Deductions from Paycheck Must be Authorized

A frequent issue arises concerning the right of an employer to deduct debts from an employee's paycheck.  Texas Workforce Commission recognizes three occasions when an employer may make such deductions: 1) in response to an order from a competent court, such as for child support; 2) state or federally mandated withholdings; and 3) when authorized in writing by the employee.  See TWC info.  

So, for example, when the employee owes payments on a loan to the employer, the employer may not deduct those payments from the paycheck.  Even if the employer has a signed loan agreement, the employer may not deduct those payments without written authorization from the employee.  

But, the other shoe is that TWC will probably do nothing more than send letters to the employer finding them at fault.  I have personally never heard of TWC taking stronger steps than sending letters to the miscreant employer. 

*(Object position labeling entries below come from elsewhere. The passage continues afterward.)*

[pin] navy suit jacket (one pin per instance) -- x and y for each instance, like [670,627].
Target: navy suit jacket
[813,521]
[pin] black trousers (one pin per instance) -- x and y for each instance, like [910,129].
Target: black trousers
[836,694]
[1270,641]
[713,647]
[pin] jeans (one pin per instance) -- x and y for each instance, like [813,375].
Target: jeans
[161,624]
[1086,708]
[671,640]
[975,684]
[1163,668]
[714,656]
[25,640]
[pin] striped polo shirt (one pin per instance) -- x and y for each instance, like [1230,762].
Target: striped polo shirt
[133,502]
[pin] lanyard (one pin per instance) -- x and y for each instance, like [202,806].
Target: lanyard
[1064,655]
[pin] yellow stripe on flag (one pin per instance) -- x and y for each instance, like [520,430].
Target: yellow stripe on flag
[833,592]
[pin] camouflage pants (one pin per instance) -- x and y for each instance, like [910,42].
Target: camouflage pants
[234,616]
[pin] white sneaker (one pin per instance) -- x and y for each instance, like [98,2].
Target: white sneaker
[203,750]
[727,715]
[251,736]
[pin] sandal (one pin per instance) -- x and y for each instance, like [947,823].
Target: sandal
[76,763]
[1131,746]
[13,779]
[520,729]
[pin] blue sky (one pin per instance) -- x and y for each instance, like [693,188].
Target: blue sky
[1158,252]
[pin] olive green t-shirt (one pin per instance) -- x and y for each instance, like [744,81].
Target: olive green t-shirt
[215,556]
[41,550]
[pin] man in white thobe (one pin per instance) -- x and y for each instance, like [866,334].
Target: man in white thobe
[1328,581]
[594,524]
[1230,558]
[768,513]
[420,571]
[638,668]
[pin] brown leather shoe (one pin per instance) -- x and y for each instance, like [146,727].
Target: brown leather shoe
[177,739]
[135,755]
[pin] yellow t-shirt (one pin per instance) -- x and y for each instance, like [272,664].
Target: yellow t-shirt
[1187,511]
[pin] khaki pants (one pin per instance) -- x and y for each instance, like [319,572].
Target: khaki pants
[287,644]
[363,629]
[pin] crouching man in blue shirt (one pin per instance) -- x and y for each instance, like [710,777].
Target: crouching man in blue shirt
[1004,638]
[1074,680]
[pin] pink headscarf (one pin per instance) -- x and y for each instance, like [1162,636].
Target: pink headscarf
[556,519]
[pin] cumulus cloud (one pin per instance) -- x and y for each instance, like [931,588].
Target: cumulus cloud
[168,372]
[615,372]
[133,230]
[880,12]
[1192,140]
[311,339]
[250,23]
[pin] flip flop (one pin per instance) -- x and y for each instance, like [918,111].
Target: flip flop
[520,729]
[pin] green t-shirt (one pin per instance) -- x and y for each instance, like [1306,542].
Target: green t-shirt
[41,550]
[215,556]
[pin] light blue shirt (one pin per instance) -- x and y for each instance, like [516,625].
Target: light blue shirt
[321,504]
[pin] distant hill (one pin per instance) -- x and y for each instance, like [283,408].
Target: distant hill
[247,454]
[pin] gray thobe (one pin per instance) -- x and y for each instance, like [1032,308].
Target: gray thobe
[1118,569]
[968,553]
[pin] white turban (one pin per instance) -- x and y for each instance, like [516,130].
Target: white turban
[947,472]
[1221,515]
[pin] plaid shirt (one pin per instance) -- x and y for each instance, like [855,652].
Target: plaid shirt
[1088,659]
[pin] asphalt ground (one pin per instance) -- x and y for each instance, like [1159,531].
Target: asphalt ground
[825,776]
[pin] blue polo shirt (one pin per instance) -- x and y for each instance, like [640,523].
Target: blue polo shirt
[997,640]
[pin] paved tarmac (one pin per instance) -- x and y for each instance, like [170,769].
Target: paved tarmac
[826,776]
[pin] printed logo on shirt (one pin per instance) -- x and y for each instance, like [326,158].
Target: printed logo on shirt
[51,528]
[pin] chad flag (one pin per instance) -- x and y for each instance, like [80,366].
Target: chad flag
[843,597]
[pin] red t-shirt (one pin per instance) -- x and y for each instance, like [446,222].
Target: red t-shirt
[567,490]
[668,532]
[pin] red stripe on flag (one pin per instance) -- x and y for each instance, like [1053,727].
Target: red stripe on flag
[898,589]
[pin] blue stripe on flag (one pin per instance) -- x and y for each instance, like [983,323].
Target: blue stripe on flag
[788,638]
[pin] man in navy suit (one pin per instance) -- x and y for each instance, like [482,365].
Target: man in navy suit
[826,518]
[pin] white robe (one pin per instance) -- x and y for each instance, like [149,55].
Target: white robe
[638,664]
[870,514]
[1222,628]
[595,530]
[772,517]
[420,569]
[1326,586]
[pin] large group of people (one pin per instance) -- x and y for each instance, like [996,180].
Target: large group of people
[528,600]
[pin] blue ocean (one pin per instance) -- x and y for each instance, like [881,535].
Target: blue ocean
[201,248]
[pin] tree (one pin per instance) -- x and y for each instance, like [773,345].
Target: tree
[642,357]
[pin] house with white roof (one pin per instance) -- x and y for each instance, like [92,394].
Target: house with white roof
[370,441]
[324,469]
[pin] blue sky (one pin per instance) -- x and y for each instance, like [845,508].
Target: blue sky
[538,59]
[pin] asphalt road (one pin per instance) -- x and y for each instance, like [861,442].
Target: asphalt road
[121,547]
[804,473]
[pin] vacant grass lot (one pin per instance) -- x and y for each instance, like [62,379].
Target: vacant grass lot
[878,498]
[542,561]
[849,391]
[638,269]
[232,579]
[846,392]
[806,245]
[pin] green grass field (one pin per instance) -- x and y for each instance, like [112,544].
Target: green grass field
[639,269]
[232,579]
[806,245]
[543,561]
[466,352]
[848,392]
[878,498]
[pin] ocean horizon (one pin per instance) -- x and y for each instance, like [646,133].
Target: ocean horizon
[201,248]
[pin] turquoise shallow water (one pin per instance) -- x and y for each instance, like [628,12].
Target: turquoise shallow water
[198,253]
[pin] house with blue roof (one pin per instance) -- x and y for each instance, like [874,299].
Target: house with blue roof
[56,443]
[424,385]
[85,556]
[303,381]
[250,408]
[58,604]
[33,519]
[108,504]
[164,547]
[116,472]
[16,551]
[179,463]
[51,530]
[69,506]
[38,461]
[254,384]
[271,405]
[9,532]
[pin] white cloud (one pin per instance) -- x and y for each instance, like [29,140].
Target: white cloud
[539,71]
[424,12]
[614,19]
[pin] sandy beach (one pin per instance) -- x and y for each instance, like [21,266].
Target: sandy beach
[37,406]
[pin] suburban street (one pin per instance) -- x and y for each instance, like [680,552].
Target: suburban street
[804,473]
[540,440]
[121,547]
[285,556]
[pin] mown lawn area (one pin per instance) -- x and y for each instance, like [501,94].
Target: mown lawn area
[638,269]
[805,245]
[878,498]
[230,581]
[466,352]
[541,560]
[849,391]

Deductions from a Paycheck

 Many callers want to know about miscellaneous deductions from a paycheck.  Auto repair shops deduct for lost tools, long haul truck companies deduct for uniforms, everyone deducts for something.  Often, these employers deduct the wrong things in the wrong way.  Under the Texas Payday Statute, an employer can only deduct only what the law allows (such as income tax deductions) and what the employee agrees in writing.  

Of course, the penalty is weak: $1,000 fine or the amount of the deduction, whichever is less.  But, still, the law is clear.  Report any violations to the Texas Workforce Commission.  TWC may not do much.  But, even if all they do is send a letter finding the employer at fault, that can be helpful.